In the 1950s and ’60s, Broadfoot appeared on the small screen in the “Wayne and Shuster Show,” “The Big Revue” and “The Ed Sullivan Show,” which was a coup for a Canadian performer and marked his big breakthrough.

Goy said when he called his dad to say he was going to be on Sullivan’s show in New York on a Sunday night in 1955, “there was a little silence and then his father said, ‘David, must you work on the Sabbath?’ That was a true story. That was Dave’s life.”

Broadfoot also appeared on CBC Radio’s “Funny You Should Say That” and toured in revues across the country and in the United States and England.

In 1973, he began his 15-year run with the “Air Farce” comedy troupe and radio series, playing characters including Sgt. Renfrew of the RCMP who “never gets his man” and hockey-playing dunce Big Bobby Clobber. Then there was David J. Broadfoot, the member of Parliament from Kicking Horse Pass.

Broadfoot was older than the rest of the cast and Goy said they looked up to him.

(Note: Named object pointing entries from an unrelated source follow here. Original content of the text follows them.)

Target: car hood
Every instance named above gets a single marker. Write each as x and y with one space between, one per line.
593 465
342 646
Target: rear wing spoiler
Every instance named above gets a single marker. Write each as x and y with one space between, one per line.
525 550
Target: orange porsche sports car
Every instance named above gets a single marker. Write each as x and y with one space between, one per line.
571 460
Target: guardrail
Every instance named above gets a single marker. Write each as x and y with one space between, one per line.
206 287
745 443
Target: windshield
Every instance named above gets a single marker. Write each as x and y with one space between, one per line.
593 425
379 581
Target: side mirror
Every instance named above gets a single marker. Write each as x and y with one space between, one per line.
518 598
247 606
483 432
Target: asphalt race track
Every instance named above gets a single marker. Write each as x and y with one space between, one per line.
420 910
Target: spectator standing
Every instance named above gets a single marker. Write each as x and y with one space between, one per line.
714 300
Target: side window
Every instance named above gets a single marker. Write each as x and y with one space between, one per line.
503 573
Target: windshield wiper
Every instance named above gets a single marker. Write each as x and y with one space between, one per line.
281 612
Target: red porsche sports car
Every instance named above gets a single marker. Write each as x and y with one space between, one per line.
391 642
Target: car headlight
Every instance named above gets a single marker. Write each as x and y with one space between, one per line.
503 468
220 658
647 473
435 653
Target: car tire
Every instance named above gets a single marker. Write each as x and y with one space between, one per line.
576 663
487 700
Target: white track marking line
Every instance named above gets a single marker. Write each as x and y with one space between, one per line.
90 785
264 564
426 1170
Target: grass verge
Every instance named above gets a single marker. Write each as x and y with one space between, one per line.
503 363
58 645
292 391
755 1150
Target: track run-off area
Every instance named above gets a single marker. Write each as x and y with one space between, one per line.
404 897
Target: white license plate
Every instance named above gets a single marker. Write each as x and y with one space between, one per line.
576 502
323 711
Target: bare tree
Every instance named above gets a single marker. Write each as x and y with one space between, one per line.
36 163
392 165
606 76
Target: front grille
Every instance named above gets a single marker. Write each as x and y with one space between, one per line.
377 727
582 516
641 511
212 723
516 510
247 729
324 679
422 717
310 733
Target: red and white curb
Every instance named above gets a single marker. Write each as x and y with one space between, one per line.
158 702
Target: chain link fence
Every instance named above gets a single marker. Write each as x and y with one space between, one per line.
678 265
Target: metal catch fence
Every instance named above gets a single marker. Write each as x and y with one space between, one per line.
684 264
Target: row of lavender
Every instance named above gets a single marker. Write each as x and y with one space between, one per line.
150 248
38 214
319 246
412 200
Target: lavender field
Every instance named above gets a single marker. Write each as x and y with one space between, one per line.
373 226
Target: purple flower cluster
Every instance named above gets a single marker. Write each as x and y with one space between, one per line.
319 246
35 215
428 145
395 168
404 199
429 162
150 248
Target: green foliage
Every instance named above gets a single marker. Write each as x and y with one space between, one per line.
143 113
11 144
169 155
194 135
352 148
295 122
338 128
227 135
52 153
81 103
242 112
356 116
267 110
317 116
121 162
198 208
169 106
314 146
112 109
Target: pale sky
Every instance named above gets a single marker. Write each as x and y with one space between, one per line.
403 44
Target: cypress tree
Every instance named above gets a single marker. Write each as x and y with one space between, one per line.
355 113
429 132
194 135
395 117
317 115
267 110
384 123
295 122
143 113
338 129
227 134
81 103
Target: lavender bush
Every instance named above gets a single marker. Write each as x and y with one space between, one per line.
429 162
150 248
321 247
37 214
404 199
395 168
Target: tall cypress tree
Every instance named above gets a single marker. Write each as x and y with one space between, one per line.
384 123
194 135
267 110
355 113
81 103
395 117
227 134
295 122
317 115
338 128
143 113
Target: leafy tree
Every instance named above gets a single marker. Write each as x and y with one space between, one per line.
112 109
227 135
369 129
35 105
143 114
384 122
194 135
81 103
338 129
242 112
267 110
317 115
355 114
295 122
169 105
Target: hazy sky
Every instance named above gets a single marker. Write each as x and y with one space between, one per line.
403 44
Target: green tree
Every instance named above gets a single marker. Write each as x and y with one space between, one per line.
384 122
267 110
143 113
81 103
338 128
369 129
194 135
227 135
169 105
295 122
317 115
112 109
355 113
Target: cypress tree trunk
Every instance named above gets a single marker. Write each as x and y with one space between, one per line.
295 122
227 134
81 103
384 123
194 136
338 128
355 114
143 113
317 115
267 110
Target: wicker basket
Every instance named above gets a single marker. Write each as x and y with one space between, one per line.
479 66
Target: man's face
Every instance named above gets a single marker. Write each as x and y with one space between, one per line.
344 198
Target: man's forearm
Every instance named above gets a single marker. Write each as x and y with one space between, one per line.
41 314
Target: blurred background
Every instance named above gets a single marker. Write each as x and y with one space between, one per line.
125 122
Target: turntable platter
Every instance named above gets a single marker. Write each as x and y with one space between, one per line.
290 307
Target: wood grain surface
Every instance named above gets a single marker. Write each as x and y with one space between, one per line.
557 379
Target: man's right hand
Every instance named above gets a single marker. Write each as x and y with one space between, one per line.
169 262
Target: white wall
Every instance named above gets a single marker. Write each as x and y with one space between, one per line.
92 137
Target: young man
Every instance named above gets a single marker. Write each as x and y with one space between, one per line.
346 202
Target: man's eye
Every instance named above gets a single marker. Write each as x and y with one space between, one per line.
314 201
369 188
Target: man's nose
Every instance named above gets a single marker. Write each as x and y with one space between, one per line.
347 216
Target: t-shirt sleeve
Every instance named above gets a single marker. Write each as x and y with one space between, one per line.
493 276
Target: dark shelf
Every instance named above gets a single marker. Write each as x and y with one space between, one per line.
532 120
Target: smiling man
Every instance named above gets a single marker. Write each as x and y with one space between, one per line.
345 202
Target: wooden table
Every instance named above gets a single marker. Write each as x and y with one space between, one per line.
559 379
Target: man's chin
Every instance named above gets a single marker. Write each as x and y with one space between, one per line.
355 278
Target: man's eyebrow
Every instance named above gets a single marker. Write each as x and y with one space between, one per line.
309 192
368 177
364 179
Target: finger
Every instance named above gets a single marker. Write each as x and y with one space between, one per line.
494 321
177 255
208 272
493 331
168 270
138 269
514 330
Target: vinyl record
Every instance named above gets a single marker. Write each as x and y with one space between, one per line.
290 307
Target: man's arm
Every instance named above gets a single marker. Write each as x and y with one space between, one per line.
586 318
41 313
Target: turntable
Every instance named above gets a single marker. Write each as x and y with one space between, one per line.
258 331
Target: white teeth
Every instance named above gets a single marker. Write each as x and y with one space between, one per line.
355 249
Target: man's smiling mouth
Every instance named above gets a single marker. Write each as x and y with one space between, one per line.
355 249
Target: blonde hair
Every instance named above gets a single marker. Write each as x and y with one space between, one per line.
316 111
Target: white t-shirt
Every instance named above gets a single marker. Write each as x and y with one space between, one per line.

“His legacy is really monumental because he is a national treasure,” she said. “Everything we learned to be on radio and timing, we learned from Dave. He was just a master. His timing was genius. And he was a master of one-liners.”

Broadfoot was known for his high energy onstage and Goy said he was a fitness buff who liked to swim laps at his country chalet, where cows from the adjacent farm “would come down to the fence and they would just watch him go back and forth with their little heads.”

Broadfoot went on to perform for the Queen and former U.S. president Ronald Reagan.

After leaving “Air Farce,” he continued to appear as a guest on both the radio and TV versions of the series.

He also did comedy specials, published the autobiography “Old Enough To Say What I Want” and served as MC on a show tour of Canadian military sites in Afghanistan.

“He was a Canadian icon in comedy,” said Gerry Dee, star of the CBC sitcom “Mr. D.”

“He was a name synonymous with Canadian comedy and paved the way for a lot of us to make that leap into comedy.

“He was just someone that was relatable. He just had that appeal, that lovability that attracted people to his comedy.”

Broadfoot’s numerous honours included a Juno for comedy, a Governor General’s Performing Arts Award and a distinction as an officer of the Order of Canada.

“(In Canada) you can be the biggest success ever and still have a very, very small bank account because that’s the way we are,” he said in 2003 as he received the Governor General’s award.

He also remarked on receiving an honour from the same government he often poked fun at.

“We’re loose enough, liberal enough, accepting enough in this country, we’re mature enough that we can make fun of each other and still have great respect and honour each other.”